Глава 4. Вино и кукурузный хлеб. Идэр.

Я всегда боялась. Сначала – мира за стенами монастыря. Он жестоко отнял у меня родителей, не дав их узнать. Потом – Богов, что карают за неповиновение. И делали они это далеко не всегда справедливо, ведь кроме меня при храме росло еще две дюжины девочек, ни в чём неповинных. Мы были детьми и наказывать нас было особо не за что. После я боялась мать настоятельницу Агуль. Ровно так же, как можно полюбить совершенно чужого человека. Она стала мне настоящей матерью, и я просто не могла потерять и её тоже. Потом я перестала испытывать страх. Он был моим спутником днями и ночами, пока однажды я не встретила свою любовь. Любовь всегда побеждает. Она укрепляет веру, учит принимать людей такими, какие они есть. Любовь учит нас видеть красоту и дарит крылья.
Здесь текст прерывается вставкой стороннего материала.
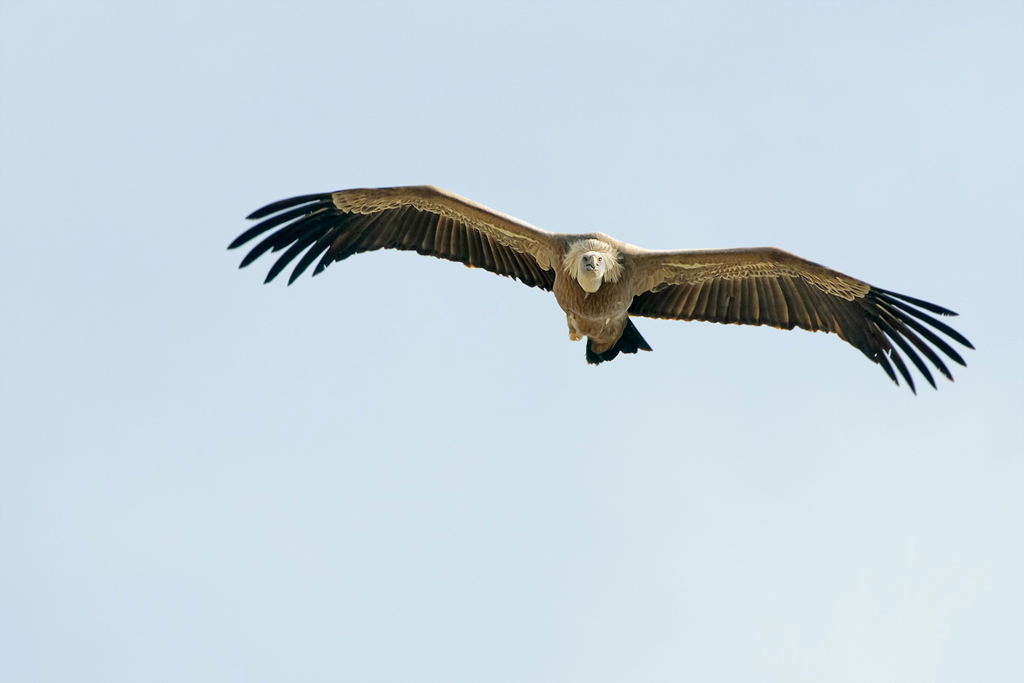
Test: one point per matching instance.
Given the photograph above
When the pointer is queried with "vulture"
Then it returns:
(600, 282)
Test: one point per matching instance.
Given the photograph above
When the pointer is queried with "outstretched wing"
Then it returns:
(772, 287)
(425, 219)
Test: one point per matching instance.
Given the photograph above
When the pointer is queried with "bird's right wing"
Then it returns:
(421, 218)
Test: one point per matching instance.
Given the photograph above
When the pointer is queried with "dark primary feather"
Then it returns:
(878, 324)
(312, 224)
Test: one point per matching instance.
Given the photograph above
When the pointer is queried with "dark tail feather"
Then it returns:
(630, 342)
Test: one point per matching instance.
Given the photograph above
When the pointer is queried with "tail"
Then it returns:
(630, 342)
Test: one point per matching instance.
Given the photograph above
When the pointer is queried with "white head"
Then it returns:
(592, 262)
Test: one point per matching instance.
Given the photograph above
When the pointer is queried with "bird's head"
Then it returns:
(592, 262)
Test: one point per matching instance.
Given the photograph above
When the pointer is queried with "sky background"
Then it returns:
(402, 470)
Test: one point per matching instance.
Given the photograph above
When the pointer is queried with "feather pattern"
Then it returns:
(880, 324)
(314, 224)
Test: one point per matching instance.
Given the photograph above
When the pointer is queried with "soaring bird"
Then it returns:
(599, 282)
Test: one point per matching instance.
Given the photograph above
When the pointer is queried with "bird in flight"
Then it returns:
(600, 282)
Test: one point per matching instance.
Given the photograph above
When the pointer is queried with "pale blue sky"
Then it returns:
(402, 470)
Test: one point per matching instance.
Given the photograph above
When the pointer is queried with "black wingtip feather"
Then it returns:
(287, 204)
(918, 302)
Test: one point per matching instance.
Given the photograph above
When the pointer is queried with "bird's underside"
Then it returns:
(600, 282)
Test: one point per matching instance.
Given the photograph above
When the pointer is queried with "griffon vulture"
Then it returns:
(600, 282)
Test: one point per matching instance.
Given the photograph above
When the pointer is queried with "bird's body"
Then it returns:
(600, 282)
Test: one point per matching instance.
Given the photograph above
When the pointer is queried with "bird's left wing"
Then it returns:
(768, 286)
(422, 218)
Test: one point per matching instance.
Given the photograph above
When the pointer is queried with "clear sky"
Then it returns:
(403, 470)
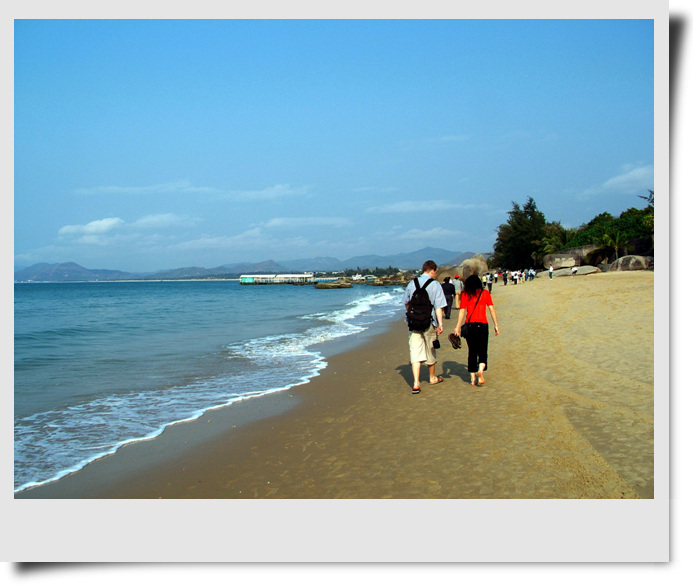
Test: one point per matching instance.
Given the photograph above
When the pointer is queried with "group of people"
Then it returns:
(473, 298)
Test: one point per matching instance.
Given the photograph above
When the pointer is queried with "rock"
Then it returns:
(582, 270)
(632, 263)
(569, 257)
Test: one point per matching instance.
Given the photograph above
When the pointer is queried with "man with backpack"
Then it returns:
(424, 301)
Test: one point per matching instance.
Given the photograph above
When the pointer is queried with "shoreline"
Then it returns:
(552, 421)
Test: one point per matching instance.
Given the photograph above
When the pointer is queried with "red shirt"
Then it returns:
(479, 314)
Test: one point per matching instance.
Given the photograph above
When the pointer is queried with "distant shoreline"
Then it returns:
(357, 431)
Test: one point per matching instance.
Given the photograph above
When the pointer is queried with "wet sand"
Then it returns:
(567, 412)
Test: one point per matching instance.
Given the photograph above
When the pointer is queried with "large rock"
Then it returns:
(632, 263)
(565, 272)
(475, 266)
(569, 257)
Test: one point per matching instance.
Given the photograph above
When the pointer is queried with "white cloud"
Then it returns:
(632, 180)
(92, 228)
(306, 221)
(422, 205)
(375, 189)
(183, 186)
(164, 221)
(271, 193)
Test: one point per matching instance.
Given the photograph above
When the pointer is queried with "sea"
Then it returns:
(102, 364)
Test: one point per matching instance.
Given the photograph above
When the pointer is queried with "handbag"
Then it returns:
(464, 329)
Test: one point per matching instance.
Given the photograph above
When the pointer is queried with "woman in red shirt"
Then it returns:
(474, 301)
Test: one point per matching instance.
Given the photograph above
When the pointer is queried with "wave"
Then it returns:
(54, 443)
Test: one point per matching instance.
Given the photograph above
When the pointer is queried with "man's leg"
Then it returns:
(416, 371)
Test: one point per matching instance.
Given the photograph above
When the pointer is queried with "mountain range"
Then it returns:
(74, 272)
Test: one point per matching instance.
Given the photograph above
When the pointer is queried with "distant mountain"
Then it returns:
(67, 272)
(400, 261)
(414, 261)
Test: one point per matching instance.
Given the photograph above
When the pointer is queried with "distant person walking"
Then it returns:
(422, 336)
(449, 291)
(475, 301)
(458, 290)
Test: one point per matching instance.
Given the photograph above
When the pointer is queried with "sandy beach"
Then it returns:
(567, 412)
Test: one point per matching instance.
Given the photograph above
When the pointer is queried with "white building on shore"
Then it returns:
(278, 278)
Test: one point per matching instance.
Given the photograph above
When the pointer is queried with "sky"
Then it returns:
(142, 145)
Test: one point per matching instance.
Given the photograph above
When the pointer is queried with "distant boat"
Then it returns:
(278, 279)
(333, 285)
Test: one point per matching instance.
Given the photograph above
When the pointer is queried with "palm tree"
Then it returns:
(609, 241)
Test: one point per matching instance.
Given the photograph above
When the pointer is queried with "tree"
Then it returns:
(556, 238)
(519, 240)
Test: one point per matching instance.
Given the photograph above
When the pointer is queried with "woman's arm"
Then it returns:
(460, 320)
(495, 319)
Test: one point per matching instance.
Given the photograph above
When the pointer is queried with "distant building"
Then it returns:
(278, 278)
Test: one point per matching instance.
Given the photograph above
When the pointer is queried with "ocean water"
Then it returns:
(98, 365)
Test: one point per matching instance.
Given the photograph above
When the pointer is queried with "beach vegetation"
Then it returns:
(519, 240)
(524, 240)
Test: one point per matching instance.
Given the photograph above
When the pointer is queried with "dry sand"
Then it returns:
(567, 411)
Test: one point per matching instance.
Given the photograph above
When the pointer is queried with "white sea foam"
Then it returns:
(56, 442)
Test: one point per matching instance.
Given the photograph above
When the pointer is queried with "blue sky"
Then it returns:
(145, 145)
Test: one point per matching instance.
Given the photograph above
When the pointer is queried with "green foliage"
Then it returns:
(527, 237)
(519, 240)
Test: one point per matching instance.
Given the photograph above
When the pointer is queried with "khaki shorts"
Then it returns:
(421, 346)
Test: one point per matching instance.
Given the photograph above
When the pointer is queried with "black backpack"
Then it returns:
(420, 308)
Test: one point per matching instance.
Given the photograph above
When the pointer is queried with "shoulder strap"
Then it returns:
(474, 308)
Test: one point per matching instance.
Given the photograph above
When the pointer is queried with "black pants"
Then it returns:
(448, 308)
(477, 343)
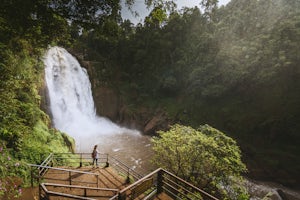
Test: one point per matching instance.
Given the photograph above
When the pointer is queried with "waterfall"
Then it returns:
(71, 101)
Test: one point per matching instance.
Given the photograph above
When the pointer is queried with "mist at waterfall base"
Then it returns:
(71, 102)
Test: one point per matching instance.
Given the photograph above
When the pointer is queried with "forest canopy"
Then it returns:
(234, 67)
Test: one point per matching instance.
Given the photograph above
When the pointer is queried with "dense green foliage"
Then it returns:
(26, 28)
(234, 67)
(206, 157)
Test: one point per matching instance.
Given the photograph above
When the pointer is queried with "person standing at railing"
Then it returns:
(95, 155)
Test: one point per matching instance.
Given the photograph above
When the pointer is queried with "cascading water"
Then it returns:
(71, 102)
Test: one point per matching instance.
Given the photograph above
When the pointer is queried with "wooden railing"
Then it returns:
(78, 192)
(85, 159)
(160, 181)
(70, 172)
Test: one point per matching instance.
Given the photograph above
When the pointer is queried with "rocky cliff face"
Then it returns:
(110, 104)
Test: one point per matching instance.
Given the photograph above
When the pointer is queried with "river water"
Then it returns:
(73, 111)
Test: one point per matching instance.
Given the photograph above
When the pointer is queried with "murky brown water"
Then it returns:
(133, 150)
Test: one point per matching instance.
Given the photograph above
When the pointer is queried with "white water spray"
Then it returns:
(71, 101)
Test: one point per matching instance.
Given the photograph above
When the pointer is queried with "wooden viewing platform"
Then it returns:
(113, 180)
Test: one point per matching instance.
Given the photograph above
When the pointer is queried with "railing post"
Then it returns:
(159, 181)
(97, 180)
(40, 194)
(128, 176)
(80, 164)
(70, 177)
(107, 163)
(31, 174)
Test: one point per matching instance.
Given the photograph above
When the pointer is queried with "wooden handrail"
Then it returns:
(43, 186)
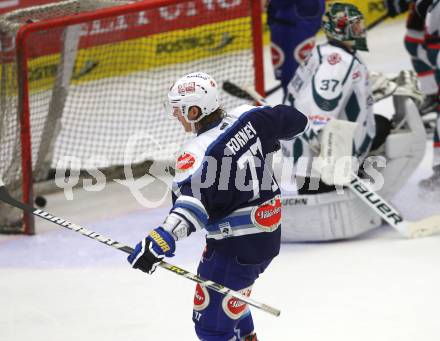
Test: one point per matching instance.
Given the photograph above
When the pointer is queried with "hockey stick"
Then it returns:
(6, 197)
(369, 27)
(386, 211)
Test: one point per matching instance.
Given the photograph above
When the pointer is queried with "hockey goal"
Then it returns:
(80, 79)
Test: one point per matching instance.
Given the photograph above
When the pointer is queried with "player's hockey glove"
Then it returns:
(150, 252)
(395, 7)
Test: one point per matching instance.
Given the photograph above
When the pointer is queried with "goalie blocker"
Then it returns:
(333, 215)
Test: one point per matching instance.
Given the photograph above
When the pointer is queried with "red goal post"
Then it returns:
(79, 82)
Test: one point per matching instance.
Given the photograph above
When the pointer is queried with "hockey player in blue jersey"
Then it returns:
(224, 185)
(293, 25)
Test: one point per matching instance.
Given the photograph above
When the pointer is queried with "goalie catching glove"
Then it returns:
(149, 253)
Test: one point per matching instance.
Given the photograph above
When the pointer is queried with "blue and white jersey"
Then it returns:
(224, 183)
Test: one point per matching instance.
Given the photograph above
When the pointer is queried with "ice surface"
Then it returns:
(59, 285)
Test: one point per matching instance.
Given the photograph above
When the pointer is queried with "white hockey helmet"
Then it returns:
(195, 89)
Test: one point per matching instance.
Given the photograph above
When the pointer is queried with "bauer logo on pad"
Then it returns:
(267, 216)
(185, 161)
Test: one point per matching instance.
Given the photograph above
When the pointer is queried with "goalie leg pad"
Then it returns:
(219, 317)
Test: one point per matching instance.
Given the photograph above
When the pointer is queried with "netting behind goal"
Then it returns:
(83, 87)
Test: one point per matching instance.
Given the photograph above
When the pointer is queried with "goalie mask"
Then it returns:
(345, 23)
(195, 89)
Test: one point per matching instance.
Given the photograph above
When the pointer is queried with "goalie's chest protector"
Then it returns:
(223, 168)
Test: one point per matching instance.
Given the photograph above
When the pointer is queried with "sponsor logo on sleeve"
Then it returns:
(185, 162)
(267, 216)
(233, 307)
(334, 58)
(201, 298)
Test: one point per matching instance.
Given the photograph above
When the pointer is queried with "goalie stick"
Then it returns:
(410, 229)
(6, 197)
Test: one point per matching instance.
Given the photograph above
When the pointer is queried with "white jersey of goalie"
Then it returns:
(333, 83)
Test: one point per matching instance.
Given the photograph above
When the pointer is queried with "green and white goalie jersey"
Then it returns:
(333, 83)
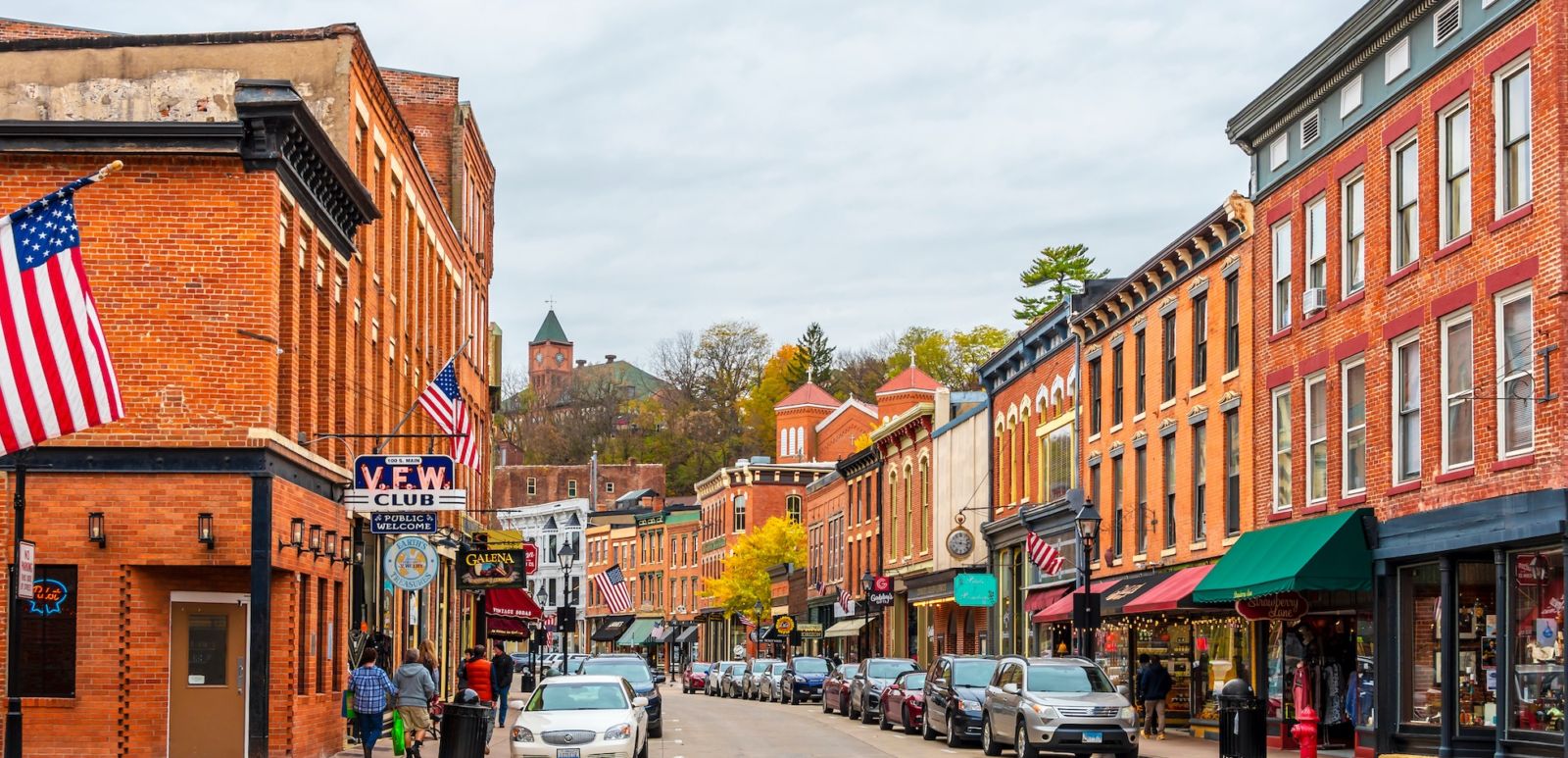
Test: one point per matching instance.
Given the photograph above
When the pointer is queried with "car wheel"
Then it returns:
(1021, 742)
(987, 744)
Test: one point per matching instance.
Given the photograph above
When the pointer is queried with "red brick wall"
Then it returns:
(1393, 305)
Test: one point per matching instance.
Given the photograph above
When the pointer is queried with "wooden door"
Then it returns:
(208, 658)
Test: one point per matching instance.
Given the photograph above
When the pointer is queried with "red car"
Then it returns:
(904, 703)
(695, 679)
(836, 689)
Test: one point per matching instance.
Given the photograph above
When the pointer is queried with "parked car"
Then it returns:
(645, 682)
(729, 682)
(1055, 705)
(954, 694)
(715, 679)
(695, 677)
(600, 714)
(836, 689)
(753, 679)
(904, 703)
(804, 680)
(874, 675)
(772, 686)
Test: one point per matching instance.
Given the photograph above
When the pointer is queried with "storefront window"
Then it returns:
(1537, 578)
(1421, 598)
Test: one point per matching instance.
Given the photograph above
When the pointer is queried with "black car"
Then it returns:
(643, 682)
(954, 692)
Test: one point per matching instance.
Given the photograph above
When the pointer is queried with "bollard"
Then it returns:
(1305, 732)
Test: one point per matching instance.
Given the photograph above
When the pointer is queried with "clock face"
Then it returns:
(960, 541)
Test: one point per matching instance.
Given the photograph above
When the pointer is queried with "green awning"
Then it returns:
(637, 634)
(1327, 553)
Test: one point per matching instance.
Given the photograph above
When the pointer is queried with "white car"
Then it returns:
(580, 716)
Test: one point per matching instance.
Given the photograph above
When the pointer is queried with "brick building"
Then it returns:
(1407, 179)
(273, 222)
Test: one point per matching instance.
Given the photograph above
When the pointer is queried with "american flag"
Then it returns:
(612, 584)
(444, 402)
(1043, 554)
(59, 377)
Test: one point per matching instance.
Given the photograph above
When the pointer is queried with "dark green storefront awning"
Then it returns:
(1327, 553)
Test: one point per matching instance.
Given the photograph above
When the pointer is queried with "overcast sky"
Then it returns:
(870, 165)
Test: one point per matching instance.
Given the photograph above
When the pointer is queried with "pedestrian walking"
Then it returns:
(416, 689)
(501, 682)
(370, 687)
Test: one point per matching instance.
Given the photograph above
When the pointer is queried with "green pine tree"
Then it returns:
(1062, 271)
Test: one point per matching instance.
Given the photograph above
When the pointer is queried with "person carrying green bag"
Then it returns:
(415, 692)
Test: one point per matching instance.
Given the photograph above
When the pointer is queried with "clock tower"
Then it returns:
(549, 355)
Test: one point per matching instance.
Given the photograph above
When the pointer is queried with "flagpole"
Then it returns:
(383, 443)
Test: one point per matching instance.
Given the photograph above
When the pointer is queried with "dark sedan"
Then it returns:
(836, 689)
(904, 702)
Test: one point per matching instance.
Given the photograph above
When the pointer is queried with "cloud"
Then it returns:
(870, 165)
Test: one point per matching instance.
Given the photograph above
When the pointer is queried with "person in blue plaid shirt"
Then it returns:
(370, 687)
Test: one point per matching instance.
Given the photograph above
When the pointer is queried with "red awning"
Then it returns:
(512, 603)
(1062, 609)
(1040, 600)
(1170, 593)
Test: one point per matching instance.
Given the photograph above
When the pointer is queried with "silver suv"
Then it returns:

Поэтому мне было больно падать. Любовь щедра, но, если оступиться – она никогда не останется в долгу. Ей не нужны шелка и самоцветы. За ошибки – одна цена для богача и нищего – разбитое вдребезги сердце.

***

Усаживаюсь за узкий прямоугольный стол, поставив пред собой черную бутылку вина и предварительно нарезанный аккуратными кусочками кукурузный хлеб. Я ждала этого вечера слишком долго. Сменила рясу на сарафан цвета глаз любимого и уложила волосы в две косы, оставив пару прядей игриво болтаться у лица.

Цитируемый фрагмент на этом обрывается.